One month after PSD2-Day: An update from the EBA

One month after PSD2-Day: An update from the EBA

By Dirk Haubrich, Head of Consumer Protection, Financial Innovation and Payments, European Banking Authority.

Dirk, can you please tell the Risk Insights readers a little bit about yourself, your experiences and what your current professional focus is?

I am the Head of Consumer Protection, Financial Innovation and Payments at the EBA, with anti-money laundering, counter-terrorist financing and deposit guarantee schemes added to my responsibilities next month. As part of this remit, my team has developed six Technical Standards and Guidelines that PSD2 had conferred on the EBA. We are also responsible for other EBA work on the fringes of payment services, such as virtual currencies, crowdfunding, big data and others.

At the Payments Forum, you will be giving your insight regarding and update from the EBA, One month after PSD2-day, why do you believe this is currently a key talking point within the industry?

The application date of PSD2 was on 13 January 2018, by which time the EBA had delivered 10 of the 12 mandates under PSD2. The two remaining mandates, which are late due to the fact that no resources were allocated to the EBA to develop the 12 mandates when the PSD2 was published in 2016. In addition, several Member States are late in transposing the PSD2 and the PSD2 text itself foresees a so-called “transitional period” of 18 months. We will provide some clarifications as to what all of this means for payment services providers.

What are your thoughts on initial observations of market developments?

The EBA will be monitoring the payments market in the EU in the months and years to come, in order to be able to assess the extent to which the objectives of the PSD2 and of the EBA’s Technical Standards and Guidelines are materializing, and to take corrective action if needed.

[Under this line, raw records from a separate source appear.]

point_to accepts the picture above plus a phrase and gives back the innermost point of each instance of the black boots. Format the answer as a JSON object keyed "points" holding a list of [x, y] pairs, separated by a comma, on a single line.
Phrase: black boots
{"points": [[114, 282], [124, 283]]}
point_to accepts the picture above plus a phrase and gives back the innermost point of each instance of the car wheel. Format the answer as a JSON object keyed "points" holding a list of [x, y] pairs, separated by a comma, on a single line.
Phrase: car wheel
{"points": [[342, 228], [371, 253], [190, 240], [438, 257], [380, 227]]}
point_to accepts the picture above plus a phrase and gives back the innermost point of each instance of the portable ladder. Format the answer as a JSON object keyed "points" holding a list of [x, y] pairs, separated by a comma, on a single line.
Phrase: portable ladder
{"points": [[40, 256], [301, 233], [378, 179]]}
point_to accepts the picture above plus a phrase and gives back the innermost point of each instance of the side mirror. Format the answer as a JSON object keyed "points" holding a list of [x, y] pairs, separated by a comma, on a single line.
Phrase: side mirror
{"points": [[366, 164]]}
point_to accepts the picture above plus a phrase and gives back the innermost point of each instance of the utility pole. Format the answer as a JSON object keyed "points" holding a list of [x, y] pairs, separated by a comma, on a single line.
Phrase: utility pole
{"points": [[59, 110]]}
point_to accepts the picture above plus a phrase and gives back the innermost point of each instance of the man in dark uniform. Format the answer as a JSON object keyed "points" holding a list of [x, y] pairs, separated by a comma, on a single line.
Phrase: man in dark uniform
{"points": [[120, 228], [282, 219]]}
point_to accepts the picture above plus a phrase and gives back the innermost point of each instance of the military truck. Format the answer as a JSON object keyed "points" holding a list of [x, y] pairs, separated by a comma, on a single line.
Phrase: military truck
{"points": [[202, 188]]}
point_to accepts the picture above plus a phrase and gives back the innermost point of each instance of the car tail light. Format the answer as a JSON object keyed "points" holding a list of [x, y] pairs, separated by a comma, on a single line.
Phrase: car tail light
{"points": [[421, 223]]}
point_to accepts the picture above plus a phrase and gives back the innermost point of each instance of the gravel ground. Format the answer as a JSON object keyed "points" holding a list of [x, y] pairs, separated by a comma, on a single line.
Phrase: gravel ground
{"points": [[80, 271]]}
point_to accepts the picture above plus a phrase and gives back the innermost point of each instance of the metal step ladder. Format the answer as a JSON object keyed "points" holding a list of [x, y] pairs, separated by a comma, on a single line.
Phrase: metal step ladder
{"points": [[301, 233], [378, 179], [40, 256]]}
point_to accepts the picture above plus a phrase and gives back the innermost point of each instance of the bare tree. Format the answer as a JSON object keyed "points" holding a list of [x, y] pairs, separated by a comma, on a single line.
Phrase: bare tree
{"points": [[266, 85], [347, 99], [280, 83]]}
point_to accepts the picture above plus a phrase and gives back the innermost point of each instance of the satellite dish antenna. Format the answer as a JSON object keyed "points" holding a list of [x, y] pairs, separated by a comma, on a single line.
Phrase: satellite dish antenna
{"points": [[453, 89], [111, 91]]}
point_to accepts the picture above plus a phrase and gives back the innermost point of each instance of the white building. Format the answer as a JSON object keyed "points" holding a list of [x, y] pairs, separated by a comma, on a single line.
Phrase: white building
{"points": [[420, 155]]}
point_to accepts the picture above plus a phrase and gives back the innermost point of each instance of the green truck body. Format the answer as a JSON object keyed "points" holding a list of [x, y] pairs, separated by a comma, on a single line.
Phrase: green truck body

I will convey some of the developments we are seeing but would also be keen to hear from the audience what developments they think the EBA should particularly be monitoring.

In your opinion, what are the benefits of introducing the EBA’s Q&A process?

The Q&A process allows external stakeholders to submit questions to the EBA about the interpretation of the PSD2 and the Technical Standards and Guidelines developed by the EBA in support of the PSD2. Before publication, the Q&As go through a formal approval process at the EBA and therefore provide useful additional clarifications to market participants about the Directive, even after the EBA has long finished developing its 12 mandates.

How do you see the payments industry evolving over the next 6-12 months, particularly in relation to the current and upcoming political landscape?

A regulatory authority like the EBA is not well placed to predict market developments, which are best left to market participants to articulate. However, the EBA is keen for the objectives of the PSD2 to be achieved, i.e. enhanced competition and the creation of innovative service offering. However, we also acknowledge that this will not happen overnight and that the paradigm shift that PSD2 has been hailed to bring about will fully materialize only in the mid to long-term.